I have each subject's series of exposure date and also series of adverse event date, and want to compare and find the last exposure date prior to each adverse event. For example, exposure dates are in the first two columns, adverse events dates are in the third and forth columns, and I want to get the last column for each adverse event.

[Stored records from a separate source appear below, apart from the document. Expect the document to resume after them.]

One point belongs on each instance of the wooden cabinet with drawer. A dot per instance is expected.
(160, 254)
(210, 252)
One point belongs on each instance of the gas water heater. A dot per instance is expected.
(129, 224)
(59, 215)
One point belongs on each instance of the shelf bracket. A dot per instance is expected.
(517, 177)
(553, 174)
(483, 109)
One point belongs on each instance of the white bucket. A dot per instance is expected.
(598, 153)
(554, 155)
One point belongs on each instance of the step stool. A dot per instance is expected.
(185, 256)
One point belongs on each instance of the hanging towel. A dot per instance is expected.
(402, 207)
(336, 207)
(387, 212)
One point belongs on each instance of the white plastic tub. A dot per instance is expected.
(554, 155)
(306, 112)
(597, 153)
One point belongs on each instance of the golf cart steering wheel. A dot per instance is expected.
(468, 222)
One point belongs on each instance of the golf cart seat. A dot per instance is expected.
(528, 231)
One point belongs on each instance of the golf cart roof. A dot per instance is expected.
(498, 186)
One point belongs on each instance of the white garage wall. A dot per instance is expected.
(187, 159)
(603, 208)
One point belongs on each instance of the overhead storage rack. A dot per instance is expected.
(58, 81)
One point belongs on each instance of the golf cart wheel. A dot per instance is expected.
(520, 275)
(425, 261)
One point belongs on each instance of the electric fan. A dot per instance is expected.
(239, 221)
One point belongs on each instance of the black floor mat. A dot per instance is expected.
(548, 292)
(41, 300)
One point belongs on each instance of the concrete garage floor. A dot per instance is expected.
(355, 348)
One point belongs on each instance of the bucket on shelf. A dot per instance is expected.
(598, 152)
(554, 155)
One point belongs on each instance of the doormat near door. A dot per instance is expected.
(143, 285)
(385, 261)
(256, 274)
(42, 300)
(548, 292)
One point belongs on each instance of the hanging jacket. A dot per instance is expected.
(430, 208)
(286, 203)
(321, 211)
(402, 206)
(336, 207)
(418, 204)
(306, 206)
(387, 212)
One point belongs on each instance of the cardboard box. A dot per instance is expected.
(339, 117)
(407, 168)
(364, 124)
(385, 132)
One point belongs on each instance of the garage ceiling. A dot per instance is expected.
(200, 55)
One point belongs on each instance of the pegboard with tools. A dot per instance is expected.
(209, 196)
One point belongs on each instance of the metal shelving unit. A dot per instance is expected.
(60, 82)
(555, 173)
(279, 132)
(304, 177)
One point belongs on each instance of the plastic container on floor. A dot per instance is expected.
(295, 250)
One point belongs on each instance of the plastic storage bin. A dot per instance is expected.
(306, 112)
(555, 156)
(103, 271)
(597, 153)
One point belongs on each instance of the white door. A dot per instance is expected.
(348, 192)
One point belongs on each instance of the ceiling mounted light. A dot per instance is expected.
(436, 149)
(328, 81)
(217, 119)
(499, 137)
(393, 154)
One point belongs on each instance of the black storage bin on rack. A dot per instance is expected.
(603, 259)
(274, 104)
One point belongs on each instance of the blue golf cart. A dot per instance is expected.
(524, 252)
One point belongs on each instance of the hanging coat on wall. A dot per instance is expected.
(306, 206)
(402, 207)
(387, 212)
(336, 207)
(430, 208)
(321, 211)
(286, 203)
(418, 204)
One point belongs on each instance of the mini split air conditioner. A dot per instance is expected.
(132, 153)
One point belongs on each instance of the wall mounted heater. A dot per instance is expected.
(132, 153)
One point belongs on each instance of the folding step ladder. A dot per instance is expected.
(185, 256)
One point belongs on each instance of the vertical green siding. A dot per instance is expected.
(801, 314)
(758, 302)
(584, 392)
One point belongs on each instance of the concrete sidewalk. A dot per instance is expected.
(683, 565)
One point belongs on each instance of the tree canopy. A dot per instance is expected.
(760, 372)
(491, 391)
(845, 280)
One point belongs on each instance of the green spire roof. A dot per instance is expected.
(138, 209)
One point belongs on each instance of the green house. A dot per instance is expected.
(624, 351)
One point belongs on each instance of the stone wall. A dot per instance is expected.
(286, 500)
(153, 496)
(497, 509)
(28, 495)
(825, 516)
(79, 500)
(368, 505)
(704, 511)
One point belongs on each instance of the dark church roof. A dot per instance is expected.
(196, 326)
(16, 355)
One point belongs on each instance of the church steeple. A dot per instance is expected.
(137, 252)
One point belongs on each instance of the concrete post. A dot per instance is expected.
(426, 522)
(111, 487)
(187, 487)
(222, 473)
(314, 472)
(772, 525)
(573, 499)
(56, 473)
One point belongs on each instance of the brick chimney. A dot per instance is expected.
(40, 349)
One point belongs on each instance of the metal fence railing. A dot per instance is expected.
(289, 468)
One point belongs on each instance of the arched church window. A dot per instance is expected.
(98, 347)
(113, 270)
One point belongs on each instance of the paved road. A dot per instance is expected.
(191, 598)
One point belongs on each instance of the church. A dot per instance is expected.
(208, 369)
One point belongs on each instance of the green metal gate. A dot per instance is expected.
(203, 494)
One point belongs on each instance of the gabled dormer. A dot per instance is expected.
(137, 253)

Can anyone give me some hints? Thanks
The first two columns are in one dataset (EX), and the 3rd and 4th columns are in the second dataset (AE); the 5th column is the column I want to add to have. I put them together for convenience.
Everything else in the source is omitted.